Die Ortsveränderung als Erfolg des Frachtvertrages muss Hauptpflicht des Vertrages und nicht bloße Nebenpflicht sein. Ein Vertrag über den Umschlag von Steinen von Land in ein Schiff kann ein Frachtvertrag sein; auch ein Leichter kann im Grundsatz ein zu transportierendes Gut im Sinne des § 407 HGB sein, wenn er selbst vom Absender als »Verpackung« und nicht vom Frachtführer als Transportmittel gestellt wird und sich nicht mehr in der Einflusssphäre des Schiffsführers, sondern in der Obhut des Vertragspartners befindet.

Neben § 425 HGB kann eine Haftung des Frachtführers aus den §§ 407 HGB, 280 f, 278, 398 BGB oder §§ 823 I, 831 BGB in Betracht kommen. Die Beweislast für eine schadenursächliche Pflichtverletzung bzw. Eigentumsverletzung obliegt dem Kläger.

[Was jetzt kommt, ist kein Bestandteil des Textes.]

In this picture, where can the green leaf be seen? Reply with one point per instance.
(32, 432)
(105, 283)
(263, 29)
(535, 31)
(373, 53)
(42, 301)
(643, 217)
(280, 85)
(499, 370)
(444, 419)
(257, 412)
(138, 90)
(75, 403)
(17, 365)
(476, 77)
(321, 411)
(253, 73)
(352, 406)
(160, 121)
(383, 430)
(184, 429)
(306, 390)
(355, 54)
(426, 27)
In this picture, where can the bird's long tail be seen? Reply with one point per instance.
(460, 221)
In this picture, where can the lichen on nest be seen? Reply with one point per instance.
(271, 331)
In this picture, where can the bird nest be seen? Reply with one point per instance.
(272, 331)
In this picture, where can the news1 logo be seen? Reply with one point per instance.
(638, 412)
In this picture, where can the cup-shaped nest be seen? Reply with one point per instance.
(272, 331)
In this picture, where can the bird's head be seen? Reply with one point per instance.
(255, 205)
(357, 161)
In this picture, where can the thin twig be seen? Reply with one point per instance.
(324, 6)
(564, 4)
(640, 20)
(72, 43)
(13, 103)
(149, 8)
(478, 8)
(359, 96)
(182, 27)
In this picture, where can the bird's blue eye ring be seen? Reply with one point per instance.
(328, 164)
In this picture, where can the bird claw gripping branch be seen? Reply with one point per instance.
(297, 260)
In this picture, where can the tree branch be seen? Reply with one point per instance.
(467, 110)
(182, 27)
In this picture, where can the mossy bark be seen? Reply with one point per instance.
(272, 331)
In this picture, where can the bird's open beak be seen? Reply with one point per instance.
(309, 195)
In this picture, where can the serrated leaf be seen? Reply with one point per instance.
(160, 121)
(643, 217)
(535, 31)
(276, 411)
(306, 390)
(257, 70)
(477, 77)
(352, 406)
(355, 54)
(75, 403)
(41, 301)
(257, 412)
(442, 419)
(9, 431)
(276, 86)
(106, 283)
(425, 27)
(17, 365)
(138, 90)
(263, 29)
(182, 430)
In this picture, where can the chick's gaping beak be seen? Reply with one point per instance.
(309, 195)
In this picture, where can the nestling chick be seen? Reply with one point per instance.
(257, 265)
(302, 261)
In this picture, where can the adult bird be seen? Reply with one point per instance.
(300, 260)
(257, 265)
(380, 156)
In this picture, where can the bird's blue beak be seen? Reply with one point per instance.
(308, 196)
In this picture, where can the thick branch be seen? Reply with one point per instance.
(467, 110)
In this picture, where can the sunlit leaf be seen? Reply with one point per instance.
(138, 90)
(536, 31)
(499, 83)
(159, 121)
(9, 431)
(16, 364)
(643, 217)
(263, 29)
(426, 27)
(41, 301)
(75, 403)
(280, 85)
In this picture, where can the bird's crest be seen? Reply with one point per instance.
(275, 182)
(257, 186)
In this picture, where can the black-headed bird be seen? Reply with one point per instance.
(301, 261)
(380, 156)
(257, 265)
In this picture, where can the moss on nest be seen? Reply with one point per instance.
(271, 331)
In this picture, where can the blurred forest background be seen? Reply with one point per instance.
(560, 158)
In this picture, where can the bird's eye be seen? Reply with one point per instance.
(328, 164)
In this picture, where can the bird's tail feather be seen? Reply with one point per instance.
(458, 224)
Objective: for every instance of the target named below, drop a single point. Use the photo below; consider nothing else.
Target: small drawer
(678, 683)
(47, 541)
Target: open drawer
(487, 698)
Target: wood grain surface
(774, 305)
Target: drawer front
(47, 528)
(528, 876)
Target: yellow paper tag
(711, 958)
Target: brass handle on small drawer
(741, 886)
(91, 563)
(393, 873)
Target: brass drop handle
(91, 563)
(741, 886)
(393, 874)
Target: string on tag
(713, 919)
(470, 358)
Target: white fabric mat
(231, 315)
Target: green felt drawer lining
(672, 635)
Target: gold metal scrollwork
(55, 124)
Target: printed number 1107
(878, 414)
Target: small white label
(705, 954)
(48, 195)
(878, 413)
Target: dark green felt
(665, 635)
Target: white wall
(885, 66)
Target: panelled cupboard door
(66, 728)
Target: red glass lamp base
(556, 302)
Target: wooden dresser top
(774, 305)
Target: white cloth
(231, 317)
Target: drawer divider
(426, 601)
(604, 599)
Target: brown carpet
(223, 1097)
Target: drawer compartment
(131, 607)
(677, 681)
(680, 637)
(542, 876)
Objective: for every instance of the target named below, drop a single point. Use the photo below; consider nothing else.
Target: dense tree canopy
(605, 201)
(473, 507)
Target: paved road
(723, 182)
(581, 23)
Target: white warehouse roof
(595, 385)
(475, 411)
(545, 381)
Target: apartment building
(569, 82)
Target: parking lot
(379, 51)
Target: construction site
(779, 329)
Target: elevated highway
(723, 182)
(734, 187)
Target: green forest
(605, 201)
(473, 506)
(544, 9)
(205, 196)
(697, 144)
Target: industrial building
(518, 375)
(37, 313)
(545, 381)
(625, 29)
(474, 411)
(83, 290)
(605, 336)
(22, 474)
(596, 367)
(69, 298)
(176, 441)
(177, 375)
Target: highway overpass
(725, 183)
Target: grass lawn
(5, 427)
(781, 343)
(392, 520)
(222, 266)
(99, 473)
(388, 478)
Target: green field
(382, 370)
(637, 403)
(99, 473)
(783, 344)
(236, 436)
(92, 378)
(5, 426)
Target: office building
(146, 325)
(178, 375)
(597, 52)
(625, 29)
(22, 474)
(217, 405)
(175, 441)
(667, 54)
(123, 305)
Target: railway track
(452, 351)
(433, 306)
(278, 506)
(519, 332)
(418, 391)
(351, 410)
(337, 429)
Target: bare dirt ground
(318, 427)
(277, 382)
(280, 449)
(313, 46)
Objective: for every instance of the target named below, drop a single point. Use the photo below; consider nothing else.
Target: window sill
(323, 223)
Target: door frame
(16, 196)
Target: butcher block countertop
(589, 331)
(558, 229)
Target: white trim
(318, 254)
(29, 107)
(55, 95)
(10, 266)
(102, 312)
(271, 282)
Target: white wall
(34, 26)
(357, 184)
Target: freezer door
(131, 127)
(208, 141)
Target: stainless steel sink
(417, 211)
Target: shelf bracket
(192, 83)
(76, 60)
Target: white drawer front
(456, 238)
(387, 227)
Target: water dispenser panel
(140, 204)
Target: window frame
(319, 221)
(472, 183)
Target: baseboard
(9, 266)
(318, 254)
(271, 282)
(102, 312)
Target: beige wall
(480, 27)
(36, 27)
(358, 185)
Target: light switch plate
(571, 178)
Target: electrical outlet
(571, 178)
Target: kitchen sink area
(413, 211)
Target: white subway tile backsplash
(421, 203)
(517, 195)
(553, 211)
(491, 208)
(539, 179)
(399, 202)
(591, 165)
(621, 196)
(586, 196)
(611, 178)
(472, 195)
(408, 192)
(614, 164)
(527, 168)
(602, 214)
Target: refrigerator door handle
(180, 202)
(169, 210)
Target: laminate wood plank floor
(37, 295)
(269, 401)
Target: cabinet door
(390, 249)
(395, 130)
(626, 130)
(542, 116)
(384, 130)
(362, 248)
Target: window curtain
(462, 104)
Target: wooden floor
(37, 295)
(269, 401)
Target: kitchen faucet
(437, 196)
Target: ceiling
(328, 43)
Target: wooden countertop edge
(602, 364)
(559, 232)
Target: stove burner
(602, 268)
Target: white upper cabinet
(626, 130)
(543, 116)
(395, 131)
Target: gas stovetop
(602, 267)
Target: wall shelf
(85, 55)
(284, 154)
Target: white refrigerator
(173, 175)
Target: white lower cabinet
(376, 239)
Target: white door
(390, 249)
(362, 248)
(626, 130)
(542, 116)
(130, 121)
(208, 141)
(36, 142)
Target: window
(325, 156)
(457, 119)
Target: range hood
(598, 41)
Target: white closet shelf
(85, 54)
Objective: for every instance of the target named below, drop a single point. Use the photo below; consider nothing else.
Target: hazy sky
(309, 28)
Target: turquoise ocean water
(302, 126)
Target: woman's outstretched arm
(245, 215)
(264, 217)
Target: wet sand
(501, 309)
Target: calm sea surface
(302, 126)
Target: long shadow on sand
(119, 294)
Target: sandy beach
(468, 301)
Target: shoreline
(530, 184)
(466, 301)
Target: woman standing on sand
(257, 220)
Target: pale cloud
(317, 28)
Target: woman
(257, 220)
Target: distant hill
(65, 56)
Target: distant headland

Ein Anscheinsbeweis scheidet aus, wenn gegebenenfalls Beweisschwierigkeiten des Geschädigten durch angemessene Anforderungen an den Sachvortrag, Ausschöpfung der angebotenen Beweismittel und sorgfältiger, lebensnaher Würdigung der erhobenen Beweise Rechnung getragen wurde, insbesondere auch wenn nicht alle wirklich denkbaren anderen Ursachen für den Schadenseintritt eliminiert werden können.

Urteil des Schiffahrtsobergerichts Köln vom 8. Mai 2018, Az.: 3 U 157/15 BSch (Schiffahrtsgericht St. Goar, Az.: 4 C 10/14 BSch), die Nichtzulassungsbeschwerde wurde vom Bundesgerichtshof zurückgewiesen, die Entscheidung ist rechtskräftig.

Aus dem Gründen:

Der Kläger macht gegenüber den Beklagten Schadensersatzansprüche aufgrund des Untergangs eines Schubleichters während einer Verladung von Wasserbausteinen geltend.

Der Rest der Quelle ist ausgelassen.